“Uma cultura focada na magreza feminina não revela uma obsessão com a beleza feminina. É uma obsessão sobre a obediência feminina. Fazer dietas é o sedativo político mais potente na história das mulheres; uma população passivamente insana pode ser controlada”.

A primeira vez que ouvi a frase de Naomi Wolf… Pensei que fosse exagerada. Uma dieta não pode ser sobre a obediência feminina. Pensei outra vez… E se você, assim como eu, também teve a mesma percepção, diga-me: quanto tempo mulheres lindas, inteligentes e independentes perdem trocando figurinha sobre calorias e dietas?

Tempo esse em que poderíamos estudar mais, cuidar do jardim e, quem sabe, armar uma revolução.

Nosso paladar é norteado, antes que pelo gosto, pelo corpo. Falo aqui de corpo como estética, não saúde. Antes de colocar comida na boca, a pergunta quase sempre é: isso engorda?

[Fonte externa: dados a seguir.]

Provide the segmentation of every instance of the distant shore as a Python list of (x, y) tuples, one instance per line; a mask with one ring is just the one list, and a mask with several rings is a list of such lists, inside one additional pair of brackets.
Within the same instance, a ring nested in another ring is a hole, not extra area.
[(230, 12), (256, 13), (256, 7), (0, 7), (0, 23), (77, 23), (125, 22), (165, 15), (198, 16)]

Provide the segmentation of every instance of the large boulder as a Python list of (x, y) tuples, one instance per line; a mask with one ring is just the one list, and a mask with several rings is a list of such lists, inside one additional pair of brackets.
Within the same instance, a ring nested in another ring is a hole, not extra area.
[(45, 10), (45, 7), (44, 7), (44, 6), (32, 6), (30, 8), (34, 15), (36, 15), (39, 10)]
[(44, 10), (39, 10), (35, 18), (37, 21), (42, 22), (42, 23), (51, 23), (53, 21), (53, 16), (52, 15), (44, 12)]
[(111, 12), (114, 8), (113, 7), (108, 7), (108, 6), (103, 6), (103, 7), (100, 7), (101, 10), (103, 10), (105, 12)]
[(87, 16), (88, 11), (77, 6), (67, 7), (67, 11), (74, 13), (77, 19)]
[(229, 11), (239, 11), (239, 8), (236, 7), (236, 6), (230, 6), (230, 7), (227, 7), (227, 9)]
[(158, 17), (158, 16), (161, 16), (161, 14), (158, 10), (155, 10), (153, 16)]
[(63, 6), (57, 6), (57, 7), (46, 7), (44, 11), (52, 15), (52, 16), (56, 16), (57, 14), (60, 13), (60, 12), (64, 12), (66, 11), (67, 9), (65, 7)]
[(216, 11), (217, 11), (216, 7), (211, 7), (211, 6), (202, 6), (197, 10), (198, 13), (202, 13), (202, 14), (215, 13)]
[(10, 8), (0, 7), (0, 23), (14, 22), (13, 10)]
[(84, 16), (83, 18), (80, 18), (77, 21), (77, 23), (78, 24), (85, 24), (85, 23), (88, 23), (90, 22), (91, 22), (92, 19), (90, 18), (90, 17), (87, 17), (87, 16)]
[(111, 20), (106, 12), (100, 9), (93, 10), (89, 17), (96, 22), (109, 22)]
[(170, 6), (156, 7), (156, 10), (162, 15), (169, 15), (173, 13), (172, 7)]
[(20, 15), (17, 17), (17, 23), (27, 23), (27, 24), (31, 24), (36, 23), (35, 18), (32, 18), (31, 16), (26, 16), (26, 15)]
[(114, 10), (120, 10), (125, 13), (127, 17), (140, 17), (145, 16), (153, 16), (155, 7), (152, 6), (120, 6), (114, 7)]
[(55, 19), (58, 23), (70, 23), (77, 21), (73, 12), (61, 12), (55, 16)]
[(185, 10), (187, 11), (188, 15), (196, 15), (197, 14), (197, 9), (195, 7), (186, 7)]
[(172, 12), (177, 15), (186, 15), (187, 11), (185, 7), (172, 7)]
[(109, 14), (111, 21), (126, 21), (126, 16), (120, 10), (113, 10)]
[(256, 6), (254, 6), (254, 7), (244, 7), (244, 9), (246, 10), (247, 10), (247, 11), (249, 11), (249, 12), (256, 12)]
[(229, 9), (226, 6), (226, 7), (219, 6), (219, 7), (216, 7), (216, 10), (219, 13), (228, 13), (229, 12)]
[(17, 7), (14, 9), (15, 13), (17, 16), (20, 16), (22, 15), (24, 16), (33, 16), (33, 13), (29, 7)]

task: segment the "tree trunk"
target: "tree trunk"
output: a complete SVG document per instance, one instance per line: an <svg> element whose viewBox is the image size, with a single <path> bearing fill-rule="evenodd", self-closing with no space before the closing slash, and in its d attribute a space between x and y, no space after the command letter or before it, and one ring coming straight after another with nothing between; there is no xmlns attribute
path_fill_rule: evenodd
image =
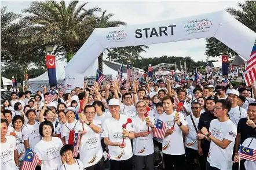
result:
<svg viewBox="0 0 256 170"><path fill-rule="evenodd" d="M103 53L98 57L98 67L101 72L103 72Z"/></svg>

Aí o acompanhamento das batatinhas não é mais o prazer. É a vergonha, a culpa e a sensação de “eu não deveria comer isso”. 

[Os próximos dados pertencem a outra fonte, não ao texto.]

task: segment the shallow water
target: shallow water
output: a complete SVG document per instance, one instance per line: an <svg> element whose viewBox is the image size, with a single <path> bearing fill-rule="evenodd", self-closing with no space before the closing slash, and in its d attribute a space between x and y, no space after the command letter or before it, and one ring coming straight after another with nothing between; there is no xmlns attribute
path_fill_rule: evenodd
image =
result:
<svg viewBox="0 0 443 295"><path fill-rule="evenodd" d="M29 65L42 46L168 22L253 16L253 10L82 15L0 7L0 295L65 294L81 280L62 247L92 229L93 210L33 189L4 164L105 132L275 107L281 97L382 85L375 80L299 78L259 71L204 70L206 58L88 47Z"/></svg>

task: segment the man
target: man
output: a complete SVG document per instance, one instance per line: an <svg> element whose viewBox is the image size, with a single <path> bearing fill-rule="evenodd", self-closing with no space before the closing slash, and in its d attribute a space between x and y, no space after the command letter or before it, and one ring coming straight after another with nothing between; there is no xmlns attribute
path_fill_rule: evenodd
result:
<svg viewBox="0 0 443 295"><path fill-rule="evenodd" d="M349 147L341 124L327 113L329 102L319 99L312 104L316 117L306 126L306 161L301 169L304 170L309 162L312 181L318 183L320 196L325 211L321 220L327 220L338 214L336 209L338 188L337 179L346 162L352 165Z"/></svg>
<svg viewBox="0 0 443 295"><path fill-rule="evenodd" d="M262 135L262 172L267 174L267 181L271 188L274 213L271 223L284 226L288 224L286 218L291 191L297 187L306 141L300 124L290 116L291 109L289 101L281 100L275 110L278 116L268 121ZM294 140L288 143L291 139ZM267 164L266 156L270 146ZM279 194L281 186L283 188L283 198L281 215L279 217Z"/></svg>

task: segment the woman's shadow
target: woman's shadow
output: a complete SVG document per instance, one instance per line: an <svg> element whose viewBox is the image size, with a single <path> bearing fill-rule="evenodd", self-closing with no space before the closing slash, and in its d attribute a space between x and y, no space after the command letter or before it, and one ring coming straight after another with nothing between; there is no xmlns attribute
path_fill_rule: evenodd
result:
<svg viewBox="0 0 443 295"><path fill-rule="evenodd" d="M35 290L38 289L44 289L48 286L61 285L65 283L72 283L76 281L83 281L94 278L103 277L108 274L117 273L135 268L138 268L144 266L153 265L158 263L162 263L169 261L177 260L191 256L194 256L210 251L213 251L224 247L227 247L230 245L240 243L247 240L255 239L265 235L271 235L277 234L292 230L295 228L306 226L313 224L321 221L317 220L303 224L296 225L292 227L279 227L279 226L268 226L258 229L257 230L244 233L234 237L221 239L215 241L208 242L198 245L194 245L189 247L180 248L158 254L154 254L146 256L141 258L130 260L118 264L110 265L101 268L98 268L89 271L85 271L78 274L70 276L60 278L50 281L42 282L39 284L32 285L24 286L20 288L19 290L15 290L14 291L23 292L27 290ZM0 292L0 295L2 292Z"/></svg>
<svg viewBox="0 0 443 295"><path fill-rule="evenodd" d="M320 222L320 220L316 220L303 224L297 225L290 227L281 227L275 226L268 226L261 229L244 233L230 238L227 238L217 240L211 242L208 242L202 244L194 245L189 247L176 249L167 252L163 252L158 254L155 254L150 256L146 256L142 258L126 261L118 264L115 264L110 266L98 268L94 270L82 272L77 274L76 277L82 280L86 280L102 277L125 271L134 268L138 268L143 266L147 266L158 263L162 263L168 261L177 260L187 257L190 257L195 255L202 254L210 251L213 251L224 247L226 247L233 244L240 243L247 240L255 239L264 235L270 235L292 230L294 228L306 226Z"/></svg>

A gente brinca que a vida da mulher é pagar boleto e tentar emagrecer. Mas a gente sabe, ou pelo menos sente, que essa eterna dívida com a balança é um martírio.

Repetimos essas frases prontas sem pensar muito antes. É só uma piada. Mas é essa mesma a relação que queremos ter com os alimentos e com o meu próprio corpo?

Emagrecer é quase um trabalho em tempo integral. E se existe algo comum entre nós é a tal insatisfação corporal. Somos ensinadas a comer observando – e temendo – a silhueta.

Esse papo parece que vem de berço. “Desse jeito não vai arrumar marido”, diziam nossas mães e avós. Nosso corpo é visto como objeto. Objeto de decoração para o prazer masculino.

É… em 2019, parece que ainda precisamos ser socialmente validadas por homem. Continua a ressoar a ideia que nosso papel social é arrumar um casamento e procriar.

O mais irônico é que, na ânsia de nos tornar aquilo que é vendido como sensual, podemos nos tornar mesmo seres apáticos, justamente porque estamos prestando mais atenção em “como parecemos” do que “como sentimos”.

Relações amorosos saudáveis não se dão por causa do corpo, mas através dele. É muito curioso que a maioria de nós não se sente bem na própria pele. Essa que, literalmente, abraça a nossa alma e nos permite uma experiência de vida única.

Como podemos não amar nossos corpos? Esses que nos sustentam, apesar dos pesares. Apesar das opiniões dos infelizes que insistem em apontar defeitos.

Aliás, promover defeitos é um ótimo negócio. Enquanto uns choram, alguns vendem lenços. Nada melhor do que enxergar nos cabelos brancos e olheiras problemas que se consertam com produtos.

A solução vem de potes, bálsamos e emulsões. Panaceia contra todo mal. Mal estético. De uma estética que é sempre um ideal impossível de alcançar. Todo o mal reside em ser feia. Ou gorda. Parece até que não há defeito pior numa mulher.

Você lembra quando o bolo de festa deixa de significar comemoração depois da infância? Na adolescência,  já representa perigo. Na vida adulta, tentação. Proibido! Imagina? Um segundo na boca e a vida toda no quadril!

Estamos todas em estado de alerta.

Tenha suas regras alimentares. Aquilo que funciona pra você, que te forneça uma relação saudável (física, mental e social) com o que você come. Mas de vez em quando. Coma com gosto, com prazer. Permita-se comer como em 1420, antes da descoberta das calorias. Ano em que a imagem de uma mulher voluptuosa era também a bela.

De vez em quando, apenas se jogue na experiência sensorial, social e afetiva. De vez em quando, apenas coma, garota! E sempre, sempre ocupe teu corpo.